La commission d’enquête
[ANALYSE]
La première ministre Kathleen Wynne se fait tirer l’oreille par l’opposition à l’Assemblée législative de l’Ontario pour mettre sur pied une commission d’enquête sur l’octroi de contrats publics, semblable à la commission Charbonneau au Québec.
FRANÇOIS PIERRE DUFAULT
fpdufault@tfo.org | @fpdufault
Pour l’instant, il n’en est pas question.
Les libéraux à Queen’s Park, comme tous les partis qui restent longtemps au pouvoir, traînent avec eux quelques casseroles qu’ils aimeraient bien faire oublier. Ils craignent peut-être qu’une une commission d’enquête fasse remonter à la surface des histoires sur Cybersanté, ORNGE, les centrales au gaz, les contrats d’énergie renouvelable ou encore la privatisation d’Hydro One.
C’est d’ailleurs à la filière d’Hydro One que le chef progressiste-conservateur Patrick Brown s’attaquerait en premier. Il trouve « inapproprié » qu’un groupe de banques ayant engrangé 29 millions $ lors de la vente d’une première tranche du fournisseur d’électricité, l’automne dernier, ait par la suite organisé une cueillette de fonds de 165000$ au profit du Parti libéral.
M. Brown aimerait aussi qu’une commission se penche sur l’octroi de contrats d’énergie éolienne de près de 430 mégawatts à sept entreprises ayant contribué 255000$ à la caisse électorale des libéraux, alors que trois entreprises n’ayant rien donné au gouvernement n’ont reçu aucun contrat.
« Coïncidence »?
Le ministre Bob Chiarelli dit qu’il s’agit d’une simple « coïncidence » si son gouvernement a accordé des contrats d’énergie renouvelable à des donateurs à la caisse libérale et pas à d’autres. Sa réponse n’est pas la plus convaincante. Ni la plus rassurante.
Surtout à la lumière d’un rapport de la Vérificatrice générale Bonnie Lysyk qui estime que les contrats trop généreux de l’Ontario aux producteurs d’énergie « verte » pourraient faire gonfler inutilement les factures d’électricité de 9,2 milliards $ sur 20 ans. Et ça, alors que l’éolien et le solaire comptent pour moins de 10% de la production totale d’énergie dans la province.
Les Québécois demanderaient des comptes pour moins que ça.
La vice-première ministre Deb Matthews affirme pour sa part que l’Ontario n’a pas besoin d’une commission d’enquête sur l’octroi de contrats publics parce que les règles d’approvisionnement du gouvernement sont claires. Mais elles le sont aussi au Québec.
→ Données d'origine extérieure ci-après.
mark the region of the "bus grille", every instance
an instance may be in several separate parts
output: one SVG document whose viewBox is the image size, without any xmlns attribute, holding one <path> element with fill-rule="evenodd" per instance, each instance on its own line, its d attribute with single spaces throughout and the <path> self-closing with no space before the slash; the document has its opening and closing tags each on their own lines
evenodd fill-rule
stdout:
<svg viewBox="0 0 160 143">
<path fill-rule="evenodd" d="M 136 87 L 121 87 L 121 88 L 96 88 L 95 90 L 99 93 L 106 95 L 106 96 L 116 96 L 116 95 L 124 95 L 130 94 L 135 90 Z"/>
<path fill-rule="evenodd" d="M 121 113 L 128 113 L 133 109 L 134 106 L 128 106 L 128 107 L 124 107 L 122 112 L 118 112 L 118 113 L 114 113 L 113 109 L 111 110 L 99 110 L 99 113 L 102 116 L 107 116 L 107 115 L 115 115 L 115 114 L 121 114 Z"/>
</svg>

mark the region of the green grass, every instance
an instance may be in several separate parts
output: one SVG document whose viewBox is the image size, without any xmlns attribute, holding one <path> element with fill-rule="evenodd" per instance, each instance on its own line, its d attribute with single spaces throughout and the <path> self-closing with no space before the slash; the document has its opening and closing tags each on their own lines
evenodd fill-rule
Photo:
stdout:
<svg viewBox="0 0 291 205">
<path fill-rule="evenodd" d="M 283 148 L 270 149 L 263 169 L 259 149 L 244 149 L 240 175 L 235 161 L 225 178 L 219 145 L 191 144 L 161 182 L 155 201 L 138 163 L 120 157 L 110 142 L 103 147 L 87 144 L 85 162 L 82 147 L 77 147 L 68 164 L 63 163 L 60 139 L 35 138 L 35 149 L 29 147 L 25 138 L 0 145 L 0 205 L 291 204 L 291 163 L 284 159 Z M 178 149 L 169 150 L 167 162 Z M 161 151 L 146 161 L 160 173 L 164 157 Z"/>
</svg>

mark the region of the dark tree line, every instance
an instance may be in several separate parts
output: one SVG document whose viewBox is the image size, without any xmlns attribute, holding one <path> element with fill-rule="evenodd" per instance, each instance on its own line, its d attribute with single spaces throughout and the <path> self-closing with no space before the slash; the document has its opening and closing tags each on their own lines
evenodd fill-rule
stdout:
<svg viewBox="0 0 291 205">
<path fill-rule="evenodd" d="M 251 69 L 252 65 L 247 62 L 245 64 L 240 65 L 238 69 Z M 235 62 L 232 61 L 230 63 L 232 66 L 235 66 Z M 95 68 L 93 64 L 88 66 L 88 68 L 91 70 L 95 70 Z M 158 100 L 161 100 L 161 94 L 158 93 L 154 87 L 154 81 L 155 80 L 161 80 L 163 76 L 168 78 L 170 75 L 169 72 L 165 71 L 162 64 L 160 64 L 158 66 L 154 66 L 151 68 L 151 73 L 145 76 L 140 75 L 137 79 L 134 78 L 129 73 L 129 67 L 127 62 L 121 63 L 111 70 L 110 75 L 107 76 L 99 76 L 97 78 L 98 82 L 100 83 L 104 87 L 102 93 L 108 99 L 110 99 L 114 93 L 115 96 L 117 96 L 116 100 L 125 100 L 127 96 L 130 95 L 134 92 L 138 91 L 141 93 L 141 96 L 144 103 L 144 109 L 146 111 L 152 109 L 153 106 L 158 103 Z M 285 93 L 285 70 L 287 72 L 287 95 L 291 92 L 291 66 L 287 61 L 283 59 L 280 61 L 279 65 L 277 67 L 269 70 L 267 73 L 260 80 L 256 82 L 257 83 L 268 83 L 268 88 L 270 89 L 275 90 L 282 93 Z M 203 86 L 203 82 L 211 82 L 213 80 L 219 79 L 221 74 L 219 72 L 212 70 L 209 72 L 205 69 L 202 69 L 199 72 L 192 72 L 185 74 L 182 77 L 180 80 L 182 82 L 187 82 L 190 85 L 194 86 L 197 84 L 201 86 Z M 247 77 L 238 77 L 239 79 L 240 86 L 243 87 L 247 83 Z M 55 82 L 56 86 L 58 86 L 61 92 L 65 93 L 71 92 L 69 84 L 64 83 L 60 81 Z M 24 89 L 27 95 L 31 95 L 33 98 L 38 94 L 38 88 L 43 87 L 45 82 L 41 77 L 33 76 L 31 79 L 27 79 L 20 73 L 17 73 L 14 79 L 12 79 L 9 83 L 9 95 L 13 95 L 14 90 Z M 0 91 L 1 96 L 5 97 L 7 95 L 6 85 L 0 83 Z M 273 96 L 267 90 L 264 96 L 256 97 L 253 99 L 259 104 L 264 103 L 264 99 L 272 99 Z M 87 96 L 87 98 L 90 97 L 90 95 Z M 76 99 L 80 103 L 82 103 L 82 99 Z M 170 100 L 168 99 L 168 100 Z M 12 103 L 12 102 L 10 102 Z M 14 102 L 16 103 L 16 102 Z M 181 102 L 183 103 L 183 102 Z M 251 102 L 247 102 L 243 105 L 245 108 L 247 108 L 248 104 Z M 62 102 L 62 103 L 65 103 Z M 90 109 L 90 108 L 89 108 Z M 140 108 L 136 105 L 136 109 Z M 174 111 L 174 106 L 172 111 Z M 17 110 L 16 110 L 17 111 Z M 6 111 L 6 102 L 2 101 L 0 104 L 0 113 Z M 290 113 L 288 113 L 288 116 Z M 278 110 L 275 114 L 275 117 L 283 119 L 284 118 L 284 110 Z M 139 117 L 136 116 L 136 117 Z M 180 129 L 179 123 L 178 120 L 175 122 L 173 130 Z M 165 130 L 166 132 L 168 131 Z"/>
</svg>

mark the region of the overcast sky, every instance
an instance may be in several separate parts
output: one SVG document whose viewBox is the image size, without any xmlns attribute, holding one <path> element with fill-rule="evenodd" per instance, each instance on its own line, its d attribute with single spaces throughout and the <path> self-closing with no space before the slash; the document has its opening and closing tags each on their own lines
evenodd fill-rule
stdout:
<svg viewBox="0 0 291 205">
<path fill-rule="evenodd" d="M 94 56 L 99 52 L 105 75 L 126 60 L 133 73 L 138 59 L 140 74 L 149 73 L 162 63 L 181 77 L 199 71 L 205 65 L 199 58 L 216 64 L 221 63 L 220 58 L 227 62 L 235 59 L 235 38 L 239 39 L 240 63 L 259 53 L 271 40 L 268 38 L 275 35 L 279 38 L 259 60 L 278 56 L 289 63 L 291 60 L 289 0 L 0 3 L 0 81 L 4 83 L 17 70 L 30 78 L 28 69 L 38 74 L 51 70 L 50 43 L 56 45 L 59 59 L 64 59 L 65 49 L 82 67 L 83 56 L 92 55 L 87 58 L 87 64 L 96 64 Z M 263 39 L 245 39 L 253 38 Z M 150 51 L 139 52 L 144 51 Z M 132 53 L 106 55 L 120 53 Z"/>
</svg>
Et ça n’a pas empêché des gens malhonnêtes de les contourner.
Activités de financement
Bousculés par l’opposition, les libéraux à Queen’s Park ont soudainement mis fin à leurs activités de financement avec des entreprises privées et des syndicats, cette semaine, dans l’attente d’une réforme du financement des partis politiques qui devrait intervenir d’ici l’été.
Est-ce suffisant? Non. Mais est-ce qu’une commission d’enquête est pour autant le meilleur moyen de « faire le ménage », comme le souhaite M. Brown? Pas sûr.
Les audiences télévisées de la juge France Charbonneau, au Québec, ont permis de mettre en lumière des failles du système. Sans plus. C’est plutôt le travail de l’Unité permanente anticorruption (UPAC) qui a mené à des arrestations dans le monde politique, dont un ancien maire de Montréal et, plus récemment, l’ancienne vice-première ministre Nathalie Normandeau.
Les contribuables de l’Ontario obtiendraient probablement de meilleurs résultats d’une enquête robuste de la police que d’une cour en direct à la télévision.
Mais c’est la commission d’enquête, avec toute sa mise en scène, qui reste gravée dans l’imaginaire du grand public. Le nom Charbonneau évoque au Québec la lutte à la corruption peut-être plus encore que l’UPAC. En politique, l’apparence d’un conflit d’intérêt est aussi dommageable que le conflit d’intérêt lui-même.
Et c’est probablement le calcul que fait Patrick Brown.
Cette analyse est publiée également dans le quoditien LeDroit du 9 avril.